5 benefits of strength training as you age

When it comes to muscle mass, the old saying ‘use it or lose it’ is true. Working the muscles helps maintain muscle mass and strength. When muscles are not used, they shrink.

The Center for Disease Control and Prevention recommends that older adults participate in muscle strengthening activities a minimum of 2 days a week.

Strength training is good for more than just building muscle, check out the full list:

  1. Increased muscle mass: Muscle mass naturally decreases with age, but strength training can help reverse the trend.
  2. Stronger bones: Strength training increases bone density and reduces the risk of fractures.
  3. Joint flexibility: Strength training helps joints stay flexible and can reduce the symptoms of arthritis.
  4. Weight control: As you gain muscle, your body begins to burn calories more easily, making it easier to control your weight.
  5. Balance: Strengthening exercises can increase flexibility and balance as people age, reducing falls and injuries.

In order to effectively exercise without risk of injury, you should work with a professional who specializes in resistance training, mobility and flexibility training, and if you do suffer from pain, prior injury, or chronic illness and disease insure that your trainer has experience working with people just like you.
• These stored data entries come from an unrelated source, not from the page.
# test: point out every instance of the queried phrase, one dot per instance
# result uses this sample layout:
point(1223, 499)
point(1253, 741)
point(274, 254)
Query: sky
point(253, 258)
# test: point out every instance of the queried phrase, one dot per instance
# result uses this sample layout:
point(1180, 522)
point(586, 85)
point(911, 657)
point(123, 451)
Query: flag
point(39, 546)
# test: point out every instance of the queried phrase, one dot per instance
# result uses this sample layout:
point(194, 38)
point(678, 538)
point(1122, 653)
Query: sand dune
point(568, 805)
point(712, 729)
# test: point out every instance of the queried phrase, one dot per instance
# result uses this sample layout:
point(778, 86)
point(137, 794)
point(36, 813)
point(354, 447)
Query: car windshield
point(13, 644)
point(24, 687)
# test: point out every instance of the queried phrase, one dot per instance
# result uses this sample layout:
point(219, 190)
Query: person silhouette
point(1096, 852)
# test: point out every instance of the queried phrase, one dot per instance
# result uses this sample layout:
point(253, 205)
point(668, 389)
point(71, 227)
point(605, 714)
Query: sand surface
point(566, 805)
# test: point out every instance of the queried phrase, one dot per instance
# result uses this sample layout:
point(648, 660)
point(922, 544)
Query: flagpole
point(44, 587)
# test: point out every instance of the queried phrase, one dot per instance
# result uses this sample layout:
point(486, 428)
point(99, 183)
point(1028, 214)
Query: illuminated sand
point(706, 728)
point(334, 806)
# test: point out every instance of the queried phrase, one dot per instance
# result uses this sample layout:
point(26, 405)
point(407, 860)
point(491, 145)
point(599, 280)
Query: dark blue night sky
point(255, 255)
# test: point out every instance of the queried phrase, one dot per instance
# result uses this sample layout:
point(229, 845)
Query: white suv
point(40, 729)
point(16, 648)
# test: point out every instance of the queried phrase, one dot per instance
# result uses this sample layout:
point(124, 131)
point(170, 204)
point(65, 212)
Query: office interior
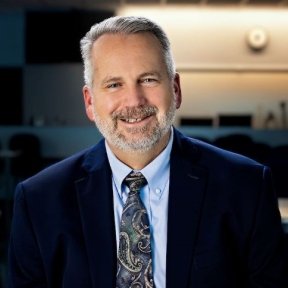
point(232, 59)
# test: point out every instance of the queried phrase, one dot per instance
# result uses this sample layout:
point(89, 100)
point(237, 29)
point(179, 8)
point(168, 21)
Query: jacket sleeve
point(25, 267)
point(268, 257)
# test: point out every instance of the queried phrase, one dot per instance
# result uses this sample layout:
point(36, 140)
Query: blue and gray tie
point(134, 255)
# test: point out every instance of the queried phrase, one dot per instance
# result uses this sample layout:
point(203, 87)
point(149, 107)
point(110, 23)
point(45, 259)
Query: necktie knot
point(135, 181)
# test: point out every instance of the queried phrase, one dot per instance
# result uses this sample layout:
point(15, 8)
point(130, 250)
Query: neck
point(138, 160)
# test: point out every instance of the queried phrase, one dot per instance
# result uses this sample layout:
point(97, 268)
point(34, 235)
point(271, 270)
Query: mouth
point(133, 120)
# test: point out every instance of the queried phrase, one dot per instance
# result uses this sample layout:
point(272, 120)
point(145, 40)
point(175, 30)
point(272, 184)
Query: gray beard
point(143, 144)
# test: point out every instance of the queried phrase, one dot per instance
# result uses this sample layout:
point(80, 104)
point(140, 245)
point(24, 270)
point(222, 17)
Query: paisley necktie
point(134, 254)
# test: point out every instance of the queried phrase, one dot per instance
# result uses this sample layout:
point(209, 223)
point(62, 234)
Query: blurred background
point(231, 55)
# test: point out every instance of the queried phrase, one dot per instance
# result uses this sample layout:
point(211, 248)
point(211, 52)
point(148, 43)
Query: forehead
point(132, 54)
point(111, 44)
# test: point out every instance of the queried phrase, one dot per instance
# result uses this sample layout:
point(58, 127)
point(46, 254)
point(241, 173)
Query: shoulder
point(66, 172)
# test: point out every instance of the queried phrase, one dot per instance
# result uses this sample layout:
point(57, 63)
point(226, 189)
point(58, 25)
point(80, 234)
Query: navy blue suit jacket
point(224, 227)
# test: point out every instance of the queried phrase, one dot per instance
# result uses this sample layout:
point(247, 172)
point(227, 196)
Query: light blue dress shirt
point(155, 199)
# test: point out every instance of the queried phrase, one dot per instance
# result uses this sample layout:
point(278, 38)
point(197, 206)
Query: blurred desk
point(7, 155)
point(283, 206)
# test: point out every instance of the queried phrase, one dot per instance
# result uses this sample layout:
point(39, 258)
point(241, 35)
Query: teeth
point(133, 120)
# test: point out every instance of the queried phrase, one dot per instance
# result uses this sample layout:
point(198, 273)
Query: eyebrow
point(152, 73)
point(109, 79)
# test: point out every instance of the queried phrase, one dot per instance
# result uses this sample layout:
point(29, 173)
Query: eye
point(149, 81)
point(113, 85)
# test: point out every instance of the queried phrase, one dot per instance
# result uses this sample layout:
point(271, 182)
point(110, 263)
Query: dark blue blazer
point(224, 227)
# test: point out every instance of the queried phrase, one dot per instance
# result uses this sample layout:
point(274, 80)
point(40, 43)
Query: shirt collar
point(156, 172)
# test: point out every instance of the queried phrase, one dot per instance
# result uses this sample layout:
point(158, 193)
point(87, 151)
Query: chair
point(29, 160)
point(278, 162)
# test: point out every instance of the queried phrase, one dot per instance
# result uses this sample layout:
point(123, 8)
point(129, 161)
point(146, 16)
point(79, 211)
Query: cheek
point(104, 106)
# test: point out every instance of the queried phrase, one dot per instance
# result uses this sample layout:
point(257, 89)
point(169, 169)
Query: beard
point(141, 139)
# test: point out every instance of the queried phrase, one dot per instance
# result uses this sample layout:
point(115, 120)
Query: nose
point(135, 96)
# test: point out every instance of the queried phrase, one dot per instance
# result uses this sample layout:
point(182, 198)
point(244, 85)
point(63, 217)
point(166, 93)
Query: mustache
point(141, 111)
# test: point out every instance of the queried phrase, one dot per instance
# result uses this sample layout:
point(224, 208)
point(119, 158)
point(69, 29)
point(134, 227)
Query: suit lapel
point(186, 193)
point(95, 200)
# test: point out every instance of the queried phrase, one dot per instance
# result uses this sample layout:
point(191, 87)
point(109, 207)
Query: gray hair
point(123, 25)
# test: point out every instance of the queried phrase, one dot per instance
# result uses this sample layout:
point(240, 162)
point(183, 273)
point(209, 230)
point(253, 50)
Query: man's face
point(132, 100)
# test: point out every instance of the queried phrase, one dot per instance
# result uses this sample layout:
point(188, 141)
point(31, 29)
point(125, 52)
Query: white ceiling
point(86, 4)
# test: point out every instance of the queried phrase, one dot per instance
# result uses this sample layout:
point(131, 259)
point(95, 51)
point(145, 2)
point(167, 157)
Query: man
point(213, 219)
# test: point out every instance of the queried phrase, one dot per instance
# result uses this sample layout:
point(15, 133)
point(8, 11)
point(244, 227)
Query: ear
point(177, 90)
point(88, 100)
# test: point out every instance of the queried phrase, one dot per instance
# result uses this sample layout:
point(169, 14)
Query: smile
point(132, 120)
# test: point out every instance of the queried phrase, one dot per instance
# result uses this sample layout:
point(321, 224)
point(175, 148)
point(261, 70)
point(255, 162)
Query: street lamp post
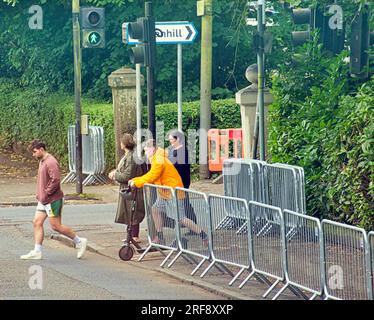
point(261, 75)
point(77, 93)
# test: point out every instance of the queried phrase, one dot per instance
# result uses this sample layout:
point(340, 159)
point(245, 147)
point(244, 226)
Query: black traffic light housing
point(144, 31)
point(315, 18)
point(361, 39)
point(93, 27)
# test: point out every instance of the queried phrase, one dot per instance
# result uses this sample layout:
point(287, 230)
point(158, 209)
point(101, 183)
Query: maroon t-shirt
point(48, 187)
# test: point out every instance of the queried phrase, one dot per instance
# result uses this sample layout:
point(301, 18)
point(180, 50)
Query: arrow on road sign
point(173, 32)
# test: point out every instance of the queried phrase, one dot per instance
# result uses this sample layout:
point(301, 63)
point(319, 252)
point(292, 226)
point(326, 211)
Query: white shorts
point(53, 209)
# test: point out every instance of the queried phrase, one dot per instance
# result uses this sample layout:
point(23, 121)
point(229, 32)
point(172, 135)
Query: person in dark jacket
point(126, 170)
point(178, 155)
A good indicator on whether your trainer is qualified to work with you is if they do any mobility, range of motion, balance, or strength tests before starting a program with you. Look for professionals with certifications specific to what you need.

At CNU Fit we are FMS (Functional Movement Screen) certified, and we take each client through a series of evaluations to base our programming off of. All of our programs are 100% customized based on each clients needs.

Other ways to support maintaining strength as you age

Nutrition– Eating enough protein is an important dietary consideration in preventing sarcopenia as you age. When you hear ‘protein’ your mind probably automatically jumps to meat sources. You can actually get protein from a number of different sources, and having different combinations of protein can help you get to where you need to be.

Tips for getting in enough protein:

  • Strive for at least 100 g of protein a day
  • Have a protein-heavy breakfast (not just fatty meats! Try combining egg whites with low fat turkey sausage or a protein pancake. Protein shakes also work well too!)
  • Eat protein in every meal, yes that includes snacks too!
  • Cook protein in bulk that way you have it readily available throughout your week!

If you’re totally unsure with how to get more protein in or where to start, consider working with one of our 1:1 nutrition coaches. They’ll create a nutrition plan specific to your goals and lifestyle and coach you on how to create sustainable habits.


Taking dietary supplements is another way to help improve sarcopenia or prevent it.

One of our favorites is Nutrilite’s Muscle Multiplier–it has the 9 essential amino acids that make up a protein molecule and was specifcally made for cancer patients and geratric patients for rebuilding muscle mass. It’s delicious, and all you have to do is put it in water, mix, and drink! You can pick it up at CNU Fit or click here to order it.

Vitamin D is also extremely important. We recommend 35 IUs for every lb of body weight.


Although aging is inevitable, losing muscle and strength doesn’t have to be. What you do today will determine what your tomorrow looks like.